Sure, Henin has been struggling to meet her lofty standards lately, failing to go beyond the quarterfinals at her past three events. She was walloped by Maria Sharapova and Serena Williams this season, dropping a 6-0 set against each.

Still, all athletes in all sports have their ups and downs. Henin herself went through several trying periods, including when she was off the tour for months at a time while dealing with health problems, and later when she was splitting from her husband, Pierre-Yves Hardenne.

She always came back, though, and overcame whatever physical or psychological obstacles presented themselves, much as she repeatedly overcame those stronger foes across the court, whether it was the Williams sisters or Amelie Mauresmo, who would tower over the 5-foot-5 3/4 , 126-pound Henin when they met at the net for a prematch coin toss.

She did it by covering the court as well as anyone, by using a one-handed backhand John McEnroe called the prettiest shot in the game, and by mixing in rushes to the net – all the while punctuating winners with “Allez!” and a fist pump.

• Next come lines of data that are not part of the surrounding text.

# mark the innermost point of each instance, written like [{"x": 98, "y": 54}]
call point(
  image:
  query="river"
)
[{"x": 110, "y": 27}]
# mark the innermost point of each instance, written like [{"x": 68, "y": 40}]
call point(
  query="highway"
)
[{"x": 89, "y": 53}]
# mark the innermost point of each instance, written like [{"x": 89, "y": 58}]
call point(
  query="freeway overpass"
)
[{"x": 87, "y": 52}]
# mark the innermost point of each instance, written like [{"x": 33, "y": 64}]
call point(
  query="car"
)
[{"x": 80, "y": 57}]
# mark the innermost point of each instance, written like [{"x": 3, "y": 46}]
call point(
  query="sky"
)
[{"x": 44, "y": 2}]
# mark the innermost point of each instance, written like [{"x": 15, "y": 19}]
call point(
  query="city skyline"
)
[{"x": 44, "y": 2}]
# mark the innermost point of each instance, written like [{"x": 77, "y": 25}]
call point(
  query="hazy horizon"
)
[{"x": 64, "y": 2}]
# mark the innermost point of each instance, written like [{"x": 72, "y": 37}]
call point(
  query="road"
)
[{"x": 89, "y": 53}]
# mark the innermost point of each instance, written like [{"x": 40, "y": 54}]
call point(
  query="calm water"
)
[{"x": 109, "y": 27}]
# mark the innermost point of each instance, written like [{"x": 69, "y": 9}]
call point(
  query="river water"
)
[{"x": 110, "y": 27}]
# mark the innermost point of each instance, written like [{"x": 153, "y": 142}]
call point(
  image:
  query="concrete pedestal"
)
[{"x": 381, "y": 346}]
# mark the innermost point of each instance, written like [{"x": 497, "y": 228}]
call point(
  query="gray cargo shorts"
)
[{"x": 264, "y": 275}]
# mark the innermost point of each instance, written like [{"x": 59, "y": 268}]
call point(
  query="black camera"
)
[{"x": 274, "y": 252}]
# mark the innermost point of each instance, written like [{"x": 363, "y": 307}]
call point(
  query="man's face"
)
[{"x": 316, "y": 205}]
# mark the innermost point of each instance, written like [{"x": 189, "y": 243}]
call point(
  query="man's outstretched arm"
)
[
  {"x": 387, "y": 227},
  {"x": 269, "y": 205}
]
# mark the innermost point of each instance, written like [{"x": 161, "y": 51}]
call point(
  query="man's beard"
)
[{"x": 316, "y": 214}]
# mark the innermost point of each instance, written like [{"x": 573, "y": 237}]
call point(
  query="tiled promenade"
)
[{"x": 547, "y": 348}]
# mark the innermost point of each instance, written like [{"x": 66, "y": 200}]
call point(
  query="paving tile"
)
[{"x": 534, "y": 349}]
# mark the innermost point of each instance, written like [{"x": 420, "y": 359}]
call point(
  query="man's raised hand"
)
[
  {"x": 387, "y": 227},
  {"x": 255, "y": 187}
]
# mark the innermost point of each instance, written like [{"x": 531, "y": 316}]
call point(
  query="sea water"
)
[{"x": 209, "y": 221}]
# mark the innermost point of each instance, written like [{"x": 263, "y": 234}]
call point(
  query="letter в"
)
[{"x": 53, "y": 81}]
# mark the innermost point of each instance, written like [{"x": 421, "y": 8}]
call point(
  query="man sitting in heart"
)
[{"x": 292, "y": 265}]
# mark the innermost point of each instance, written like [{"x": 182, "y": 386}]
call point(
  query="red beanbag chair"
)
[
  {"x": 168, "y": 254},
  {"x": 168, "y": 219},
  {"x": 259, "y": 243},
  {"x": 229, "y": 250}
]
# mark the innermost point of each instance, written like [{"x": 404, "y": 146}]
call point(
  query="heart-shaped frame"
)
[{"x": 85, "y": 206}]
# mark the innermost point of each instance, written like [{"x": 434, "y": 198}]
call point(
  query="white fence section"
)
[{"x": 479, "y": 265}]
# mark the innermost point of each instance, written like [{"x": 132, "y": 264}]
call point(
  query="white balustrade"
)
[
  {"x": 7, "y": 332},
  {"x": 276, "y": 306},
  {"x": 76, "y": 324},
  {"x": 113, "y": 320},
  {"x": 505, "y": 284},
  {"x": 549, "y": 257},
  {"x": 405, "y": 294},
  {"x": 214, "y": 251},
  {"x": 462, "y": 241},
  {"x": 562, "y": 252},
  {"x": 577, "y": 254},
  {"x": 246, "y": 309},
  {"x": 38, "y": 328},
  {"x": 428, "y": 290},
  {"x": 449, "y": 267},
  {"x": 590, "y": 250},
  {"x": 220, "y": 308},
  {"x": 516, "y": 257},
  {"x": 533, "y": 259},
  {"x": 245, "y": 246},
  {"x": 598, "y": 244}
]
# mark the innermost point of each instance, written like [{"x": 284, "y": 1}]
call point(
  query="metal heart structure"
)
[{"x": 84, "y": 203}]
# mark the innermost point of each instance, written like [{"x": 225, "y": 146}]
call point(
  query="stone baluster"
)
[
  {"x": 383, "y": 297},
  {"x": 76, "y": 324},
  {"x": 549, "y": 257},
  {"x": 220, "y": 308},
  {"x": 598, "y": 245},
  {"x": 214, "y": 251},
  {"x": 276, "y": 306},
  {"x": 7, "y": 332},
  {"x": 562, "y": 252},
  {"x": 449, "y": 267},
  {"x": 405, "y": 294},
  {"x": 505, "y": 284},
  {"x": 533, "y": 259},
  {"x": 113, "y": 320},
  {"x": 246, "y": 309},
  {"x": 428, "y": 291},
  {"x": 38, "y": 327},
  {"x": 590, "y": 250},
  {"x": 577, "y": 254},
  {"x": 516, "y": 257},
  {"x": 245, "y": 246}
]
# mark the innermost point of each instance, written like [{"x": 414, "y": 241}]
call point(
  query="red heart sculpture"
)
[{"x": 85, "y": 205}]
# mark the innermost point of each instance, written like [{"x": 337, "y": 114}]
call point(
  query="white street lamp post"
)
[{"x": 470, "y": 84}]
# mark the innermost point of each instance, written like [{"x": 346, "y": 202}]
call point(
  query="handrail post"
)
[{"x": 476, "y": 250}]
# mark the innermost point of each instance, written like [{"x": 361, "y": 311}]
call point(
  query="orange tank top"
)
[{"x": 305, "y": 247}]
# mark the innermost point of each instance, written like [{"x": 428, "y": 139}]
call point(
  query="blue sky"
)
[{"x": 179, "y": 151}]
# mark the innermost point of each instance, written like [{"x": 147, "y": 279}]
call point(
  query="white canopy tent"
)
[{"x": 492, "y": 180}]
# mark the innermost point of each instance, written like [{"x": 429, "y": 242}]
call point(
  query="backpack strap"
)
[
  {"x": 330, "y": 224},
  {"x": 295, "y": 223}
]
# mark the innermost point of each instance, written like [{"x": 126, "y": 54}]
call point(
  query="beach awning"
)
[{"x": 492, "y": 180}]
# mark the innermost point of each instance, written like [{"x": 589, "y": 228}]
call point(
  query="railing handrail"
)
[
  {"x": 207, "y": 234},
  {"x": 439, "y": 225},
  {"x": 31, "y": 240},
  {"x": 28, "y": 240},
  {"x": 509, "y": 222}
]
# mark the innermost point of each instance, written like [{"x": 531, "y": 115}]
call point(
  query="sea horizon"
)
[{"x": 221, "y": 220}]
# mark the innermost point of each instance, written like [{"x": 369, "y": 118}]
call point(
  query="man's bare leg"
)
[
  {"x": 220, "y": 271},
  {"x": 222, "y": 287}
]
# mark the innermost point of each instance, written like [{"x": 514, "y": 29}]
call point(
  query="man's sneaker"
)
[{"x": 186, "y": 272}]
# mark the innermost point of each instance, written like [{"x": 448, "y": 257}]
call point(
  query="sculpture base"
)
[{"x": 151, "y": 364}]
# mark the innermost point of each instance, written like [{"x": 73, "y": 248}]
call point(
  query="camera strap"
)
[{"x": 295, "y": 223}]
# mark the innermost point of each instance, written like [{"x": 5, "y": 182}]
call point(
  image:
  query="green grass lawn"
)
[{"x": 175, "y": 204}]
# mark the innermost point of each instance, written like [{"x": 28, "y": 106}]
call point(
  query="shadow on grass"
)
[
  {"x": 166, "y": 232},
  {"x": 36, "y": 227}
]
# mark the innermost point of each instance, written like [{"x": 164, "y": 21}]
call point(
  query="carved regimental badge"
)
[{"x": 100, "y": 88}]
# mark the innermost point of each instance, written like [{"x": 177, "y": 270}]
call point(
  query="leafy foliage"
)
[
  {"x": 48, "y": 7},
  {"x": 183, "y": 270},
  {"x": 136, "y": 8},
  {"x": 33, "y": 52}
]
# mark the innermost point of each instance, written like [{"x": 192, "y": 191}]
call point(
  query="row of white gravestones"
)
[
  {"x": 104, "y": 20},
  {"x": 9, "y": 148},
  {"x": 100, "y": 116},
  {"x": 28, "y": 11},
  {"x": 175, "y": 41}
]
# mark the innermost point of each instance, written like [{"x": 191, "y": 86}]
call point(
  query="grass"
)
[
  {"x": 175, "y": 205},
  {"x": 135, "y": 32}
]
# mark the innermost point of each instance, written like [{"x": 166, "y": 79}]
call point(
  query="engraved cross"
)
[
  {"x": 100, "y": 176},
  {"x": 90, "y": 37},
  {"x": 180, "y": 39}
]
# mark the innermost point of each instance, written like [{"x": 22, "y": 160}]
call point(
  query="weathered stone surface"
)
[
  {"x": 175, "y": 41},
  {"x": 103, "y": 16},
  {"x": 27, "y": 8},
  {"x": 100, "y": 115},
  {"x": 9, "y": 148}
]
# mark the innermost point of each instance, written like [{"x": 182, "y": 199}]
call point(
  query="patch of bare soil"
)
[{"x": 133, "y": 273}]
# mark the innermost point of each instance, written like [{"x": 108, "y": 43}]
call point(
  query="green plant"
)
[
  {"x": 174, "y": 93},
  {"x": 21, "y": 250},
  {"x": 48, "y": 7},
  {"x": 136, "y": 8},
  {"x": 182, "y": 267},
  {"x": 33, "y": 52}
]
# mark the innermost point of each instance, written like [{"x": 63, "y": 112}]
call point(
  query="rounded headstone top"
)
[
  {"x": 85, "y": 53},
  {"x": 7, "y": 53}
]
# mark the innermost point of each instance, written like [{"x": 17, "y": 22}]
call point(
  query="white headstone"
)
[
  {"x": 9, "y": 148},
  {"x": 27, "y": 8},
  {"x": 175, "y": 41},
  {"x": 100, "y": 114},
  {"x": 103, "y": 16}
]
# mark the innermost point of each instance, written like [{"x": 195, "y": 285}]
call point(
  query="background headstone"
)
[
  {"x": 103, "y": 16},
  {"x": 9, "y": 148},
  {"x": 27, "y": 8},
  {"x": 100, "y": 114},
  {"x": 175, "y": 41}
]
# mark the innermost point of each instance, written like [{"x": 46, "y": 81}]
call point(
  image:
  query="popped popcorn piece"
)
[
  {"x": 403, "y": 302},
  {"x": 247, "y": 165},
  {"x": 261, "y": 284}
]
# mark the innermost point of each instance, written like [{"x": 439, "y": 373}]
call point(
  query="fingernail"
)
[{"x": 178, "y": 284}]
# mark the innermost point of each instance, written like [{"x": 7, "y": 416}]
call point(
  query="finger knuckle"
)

What of the possibility of returning? She’d hardly be the first athlete to come out of retirement.

Henin rebuffed that.

“When I decide something, I do it the right way,” she said. Seconds later, she added: “Last year was the best French Open that I could dream of for the last one – with my family back, with my family in the stands. That was awesome. That was a great feeling. And I’m going to keep this feeling forever now.”